El budismo es una filosofía de vida, y sus practicantes no se dedican al proselitismo. Su meta no es conseguir conversiones sino mostrar un camino que ayude a los seres humanos a salir del sufrimiento. Como señalan los monjes, “su práctica nos acerca a aquello que nos hace sentir bien y nos aleja de lo contrario.” Este libro, lejos de buscar adeptos a una causa, pretende hacernos reflexionar sobre la alimentación: algo que llevamos a cabo tres veces al día y que, según la visión budista, es el acto de transformar la energía exterior, en energía interior. ElManual de Cocina para la Felicidad examina todo aquello que interviene en la alimentación: la compra y selección de alimentos, la manera de prepararlos, o la actitud a la hora comer; también da indicaciones para realizar una buena digestión y eliminación.

Los monjes budistas proponen unos sencillos cambios en nuestros hábitos para transformar la toma de alimentos en un proceso saludable. Y el primer hábito que hay que cambiar es el de concebir la alimentación como algo trivial y que se realiza sin un mínimo de concentración necesaria.

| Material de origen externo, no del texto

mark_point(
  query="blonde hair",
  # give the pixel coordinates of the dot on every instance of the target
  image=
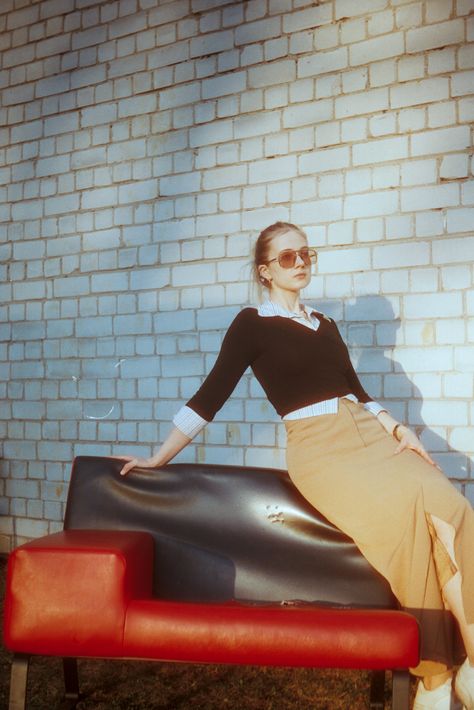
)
(263, 243)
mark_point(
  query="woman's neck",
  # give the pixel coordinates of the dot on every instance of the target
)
(289, 301)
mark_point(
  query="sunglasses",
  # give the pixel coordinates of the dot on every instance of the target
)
(287, 257)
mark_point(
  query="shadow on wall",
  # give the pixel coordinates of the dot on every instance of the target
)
(369, 326)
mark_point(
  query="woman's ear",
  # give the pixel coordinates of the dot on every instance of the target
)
(264, 274)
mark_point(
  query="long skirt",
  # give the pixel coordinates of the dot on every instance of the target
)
(345, 465)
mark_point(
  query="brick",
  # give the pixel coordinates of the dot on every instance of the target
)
(223, 85)
(137, 105)
(27, 131)
(453, 250)
(97, 115)
(436, 35)
(307, 113)
(257, 31)
(277, 72)
(441, 140)
(104, 282)
(380, 151)
(344, 260)
(215, 132)
(273, 168)
(174, 322)
(263, 124)
(225, 177)
(347, 8)
(358, 104)
(52, 166)
(324, 160)
(454, 166)
(419, 172)
(58, 84)
(322, 63)
(215, 224)
(370, 205)
(100, 197)
(397, 255)
(419, 92)
(431, 197)
(374, 50)
(139, 191)
(53, 45)
(29, 290)
(461, 83)
(326, 211)
(307, 18)
(211, 43)
(424, 305)
(460, 220)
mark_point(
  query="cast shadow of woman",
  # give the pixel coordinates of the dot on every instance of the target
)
(370, 327)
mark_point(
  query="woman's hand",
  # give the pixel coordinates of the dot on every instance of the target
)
(174, 442)
(133, 462)
(408, 440)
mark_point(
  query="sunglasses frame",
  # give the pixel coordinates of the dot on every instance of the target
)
(314, 255)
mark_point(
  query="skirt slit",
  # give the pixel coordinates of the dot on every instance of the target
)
(345, 465)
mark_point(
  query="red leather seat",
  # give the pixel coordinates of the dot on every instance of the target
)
(88, 593)
(67, 593)
(270, 635)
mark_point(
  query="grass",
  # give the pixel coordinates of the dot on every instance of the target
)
(143, 685)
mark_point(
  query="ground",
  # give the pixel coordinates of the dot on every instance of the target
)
(143, 685)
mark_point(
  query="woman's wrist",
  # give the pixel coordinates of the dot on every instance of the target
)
(397, 431)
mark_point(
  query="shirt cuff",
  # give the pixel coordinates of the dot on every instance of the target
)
(189, 422)
(374, 408)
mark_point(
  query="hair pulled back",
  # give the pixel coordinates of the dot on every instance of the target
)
(263, 244)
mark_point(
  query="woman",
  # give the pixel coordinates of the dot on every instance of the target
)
(405, 516)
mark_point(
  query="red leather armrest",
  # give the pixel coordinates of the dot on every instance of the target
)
(67, 593)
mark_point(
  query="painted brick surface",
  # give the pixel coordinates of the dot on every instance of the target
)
(143, 147)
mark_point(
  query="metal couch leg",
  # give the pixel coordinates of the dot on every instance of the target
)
(400, 690)
(18, 681)
(71, 681)
(377, 690)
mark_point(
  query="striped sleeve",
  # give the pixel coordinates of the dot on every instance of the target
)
(189, 422)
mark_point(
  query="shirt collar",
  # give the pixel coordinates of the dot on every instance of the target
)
(270, 308)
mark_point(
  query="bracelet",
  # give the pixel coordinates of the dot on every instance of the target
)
(394, 431)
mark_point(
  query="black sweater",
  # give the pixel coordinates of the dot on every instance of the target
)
(295, 365)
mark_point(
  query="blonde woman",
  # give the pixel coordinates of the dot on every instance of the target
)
(363, 470)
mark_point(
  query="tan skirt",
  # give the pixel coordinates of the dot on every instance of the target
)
(344, 464)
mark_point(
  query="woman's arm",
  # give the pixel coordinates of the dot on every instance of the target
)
(172, 445)
(406, 437)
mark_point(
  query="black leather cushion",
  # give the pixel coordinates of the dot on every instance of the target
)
(226, 532)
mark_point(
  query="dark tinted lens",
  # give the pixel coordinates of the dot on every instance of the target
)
(305, 255)
(287, 258)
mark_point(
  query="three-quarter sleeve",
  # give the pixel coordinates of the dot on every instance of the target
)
(356, 386)
(189, 422)
(237, 352)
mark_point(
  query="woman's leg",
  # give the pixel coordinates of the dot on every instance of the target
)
(452, 589)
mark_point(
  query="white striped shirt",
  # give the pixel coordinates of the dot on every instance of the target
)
(190, 423)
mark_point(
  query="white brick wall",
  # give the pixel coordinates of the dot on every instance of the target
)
(144, 145)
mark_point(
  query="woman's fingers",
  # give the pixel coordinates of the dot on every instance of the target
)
(128, 466)
(413, 443)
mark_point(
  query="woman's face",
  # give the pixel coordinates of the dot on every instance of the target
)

Cree el budismo que nuestro estado de ánimo se transmite a las acciones que efectuamos y a los objetos que tocamos. Por ello, una comida preparada con distracción, apresuradamente o con mal humor transmitirá energía negativa a quien la ingiera. Lo mismo sucederá si al sentarnos a la mesa no dedicamos la atención necesaria al acto de ingerir alimentos; acto que no por repetido es intrascendente. Los monjes inciden aquí en dos aspectos fundamentales: en primer lugar recomiendan que “cada vez que nos dispongamos a comer hagamos un ejercicio de relajación (unos segundos de silencio bastan), que nos permita apartar de nuestra mente cualquier otro pensamiento que no sea el de alimentar nuestro organismo y, por ende, nuestro espíritu”. Tan importante como la relajación inicial es la concentración en el acto que se está llevando a cabo: “el ser humano es el único animal que hace otra cosa mientras se alimenta”. Aconsejan los budistas (al igual que los especialistas médicos) que la hora de la comida esté exenta de tensiones; y alertan sobre la tan extendida costumbre de comer ante el televisor: “si uno observa las desgracias mostradas en el telediario o mira una película violenta(…), en la medida en que estamos echándonos algo a la boca mientras nuestros ojos devoran agresividad, nosotros mismos nos convertimos en seres agresivos, al menos durante ese periodo”. La filosofía budista respecto a la alimentación nos recuerda que aunque estemos acostumbrado a ello, el tener a diario los alimentos en nuestra mesa es fruto del esfuerzo y dedicación de un conjunto de personas, desde el agricultor, al transportista, el tendero o el cocinero que los preparó; igualmente no está de más recordar que el acceso a los alimentos tres veces al día es un privilegio, y que nos enfrentamos a la paradoja de un mundo occidental mal alimentado por prisas y excesos que con frecuencia olvida a sus vecinos pobres, malnutridos por una injusta distribución de los recursos alimenticios del planeta.


¿Feng Shui en la cocina?


Afirman los monjes que “la cultura china ha sabido desarrollar técnicas más que acertadas para la disposición de los distintos elementos de la cocina, así como del comedor y de cualquier otro lugar por donde discurran los alimentos (…) El feng shui pretende que las personas vivan en armonía con los elementos de la naturaleza y con las energías que éstos desprenden”. Feng shui es una expresión constituida por dos pictogramas cuyo significo es “observar los cielos y mirar la tierra”. Cocina para la Felicidad además de ofrecer una somera explicación de qué es el feng shui, da una sencillas pautas de cómo aplicar sus principios a la cocina y al comedor, lugares en los que se transforman los alimentos, y por ende las energías.


de Monjes Budistas. Y yo digo que no se equivocan.